My mom had some little candles in glass bowls. The openings at the top curled in so that the bowl was wider than the opening. The wick was about halfway down the bowl. You know what I’m talking about, right? Anyway, I had one of those in my bedroom, and I used to “mess” with it. Light it. Blow it out. Light it. Suffocate it. Relight it. See if I could suffocate it until it was almost out, but then give it the air back again just in time to revive it. The trouble wasn’t this game. The trouble was the tool I was using to suffocate the candle.
I was using my bedroom curtains.
You are saying something else right now. You are saying: “Was he nuts?”
You are right to ask that question. I ask myself that every time I think about this story. I think I'll plead temporary insanity.

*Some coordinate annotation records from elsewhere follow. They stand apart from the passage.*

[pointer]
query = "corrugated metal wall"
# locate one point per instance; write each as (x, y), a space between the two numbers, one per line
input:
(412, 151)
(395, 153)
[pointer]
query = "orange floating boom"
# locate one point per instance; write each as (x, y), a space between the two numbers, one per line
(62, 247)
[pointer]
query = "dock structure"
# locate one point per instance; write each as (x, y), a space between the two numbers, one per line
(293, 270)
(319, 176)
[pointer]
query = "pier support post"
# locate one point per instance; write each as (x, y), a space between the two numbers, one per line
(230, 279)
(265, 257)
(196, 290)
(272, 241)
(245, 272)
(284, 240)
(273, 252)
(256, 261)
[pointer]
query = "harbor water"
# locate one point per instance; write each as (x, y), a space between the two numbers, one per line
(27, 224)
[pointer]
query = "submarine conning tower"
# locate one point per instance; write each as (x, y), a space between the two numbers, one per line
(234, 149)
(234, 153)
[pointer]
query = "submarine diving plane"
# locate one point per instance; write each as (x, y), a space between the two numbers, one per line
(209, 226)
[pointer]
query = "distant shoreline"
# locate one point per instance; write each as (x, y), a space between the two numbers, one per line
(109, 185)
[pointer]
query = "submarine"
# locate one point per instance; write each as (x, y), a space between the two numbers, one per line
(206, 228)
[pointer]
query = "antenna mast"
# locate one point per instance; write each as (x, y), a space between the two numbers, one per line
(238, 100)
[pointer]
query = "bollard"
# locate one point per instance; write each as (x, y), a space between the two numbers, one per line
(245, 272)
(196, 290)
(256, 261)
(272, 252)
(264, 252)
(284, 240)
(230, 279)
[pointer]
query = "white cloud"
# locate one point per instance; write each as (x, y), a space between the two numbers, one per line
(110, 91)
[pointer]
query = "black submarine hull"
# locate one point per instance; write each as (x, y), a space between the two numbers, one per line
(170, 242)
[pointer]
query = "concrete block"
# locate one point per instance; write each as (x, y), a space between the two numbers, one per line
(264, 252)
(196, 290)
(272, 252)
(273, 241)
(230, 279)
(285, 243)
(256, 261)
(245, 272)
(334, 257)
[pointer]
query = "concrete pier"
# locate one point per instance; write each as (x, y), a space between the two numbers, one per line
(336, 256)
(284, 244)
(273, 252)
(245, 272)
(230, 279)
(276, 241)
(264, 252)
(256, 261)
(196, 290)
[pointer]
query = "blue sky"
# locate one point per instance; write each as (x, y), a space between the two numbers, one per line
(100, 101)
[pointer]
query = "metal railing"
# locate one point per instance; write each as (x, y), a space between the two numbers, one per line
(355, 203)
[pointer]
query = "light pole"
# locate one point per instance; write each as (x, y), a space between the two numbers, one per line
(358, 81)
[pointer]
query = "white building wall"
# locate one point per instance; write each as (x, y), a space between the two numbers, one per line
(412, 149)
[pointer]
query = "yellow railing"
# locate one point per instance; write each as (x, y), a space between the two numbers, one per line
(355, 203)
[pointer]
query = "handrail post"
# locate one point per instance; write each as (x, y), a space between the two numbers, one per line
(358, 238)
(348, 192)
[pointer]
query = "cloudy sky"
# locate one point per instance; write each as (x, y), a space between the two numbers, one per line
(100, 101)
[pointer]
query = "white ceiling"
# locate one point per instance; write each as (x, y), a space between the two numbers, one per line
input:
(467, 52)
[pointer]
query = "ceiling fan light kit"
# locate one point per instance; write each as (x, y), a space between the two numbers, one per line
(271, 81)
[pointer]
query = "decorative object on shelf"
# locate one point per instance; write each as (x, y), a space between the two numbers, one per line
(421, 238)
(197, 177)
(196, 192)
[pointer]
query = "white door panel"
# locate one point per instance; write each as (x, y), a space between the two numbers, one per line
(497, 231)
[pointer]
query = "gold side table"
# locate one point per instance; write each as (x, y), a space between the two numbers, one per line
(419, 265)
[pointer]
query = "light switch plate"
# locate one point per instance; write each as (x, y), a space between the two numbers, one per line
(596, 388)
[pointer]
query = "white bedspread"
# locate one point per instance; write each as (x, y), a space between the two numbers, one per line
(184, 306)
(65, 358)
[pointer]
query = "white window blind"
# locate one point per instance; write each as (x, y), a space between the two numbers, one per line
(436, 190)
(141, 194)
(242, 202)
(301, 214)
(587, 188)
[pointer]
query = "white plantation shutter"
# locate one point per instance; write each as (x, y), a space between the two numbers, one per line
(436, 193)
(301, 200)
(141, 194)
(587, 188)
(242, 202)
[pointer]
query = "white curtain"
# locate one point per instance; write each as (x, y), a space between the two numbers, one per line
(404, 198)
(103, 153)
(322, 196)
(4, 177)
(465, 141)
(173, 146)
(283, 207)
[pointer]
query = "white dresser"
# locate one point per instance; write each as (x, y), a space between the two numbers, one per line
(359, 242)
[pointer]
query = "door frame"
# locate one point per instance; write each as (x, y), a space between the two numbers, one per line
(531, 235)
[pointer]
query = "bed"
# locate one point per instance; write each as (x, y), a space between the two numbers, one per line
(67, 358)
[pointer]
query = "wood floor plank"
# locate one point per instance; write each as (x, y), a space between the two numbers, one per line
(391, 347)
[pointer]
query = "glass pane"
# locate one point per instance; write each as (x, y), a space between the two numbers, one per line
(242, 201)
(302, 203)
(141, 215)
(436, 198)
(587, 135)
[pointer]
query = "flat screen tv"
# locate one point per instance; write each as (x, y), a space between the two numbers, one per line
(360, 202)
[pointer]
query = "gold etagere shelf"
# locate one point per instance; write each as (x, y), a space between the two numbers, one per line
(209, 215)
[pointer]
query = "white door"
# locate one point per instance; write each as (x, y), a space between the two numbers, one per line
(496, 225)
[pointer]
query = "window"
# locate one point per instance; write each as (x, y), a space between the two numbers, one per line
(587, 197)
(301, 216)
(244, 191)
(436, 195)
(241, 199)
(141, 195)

Anyway, what I would do was light the candle, and then lay the curtain over the top of the candle bowl and watch the flame die down inside until it was just about gone, and then pull the curtain back to see the flame jump back to life. I did this several times with no incidents….until one time I noticed that as the curtain lay over the bowl, its white color was turning black and a little tiny bit of smoke was rising from the material.
“Crap!” I said in a hushed scream! And, I pulled the curtain free!
I was lucky. It didn’t actually catch fire. But, I think I was VERY close to catching my folks’ house on fire. Another couple of seconds and this story would have had a very different ending. That close call put an end to my fire games and experiments. As I’ve said before in this series, it was one more thing that I never did again.
Curiosity almost burned down my parents' house. I don't play with fire anymore, but if there is anything that causes me more grief in my life than anything else, it is my curiosity. I have an intense amount of it, and it is a blessing in some ways, and a definite curse in others.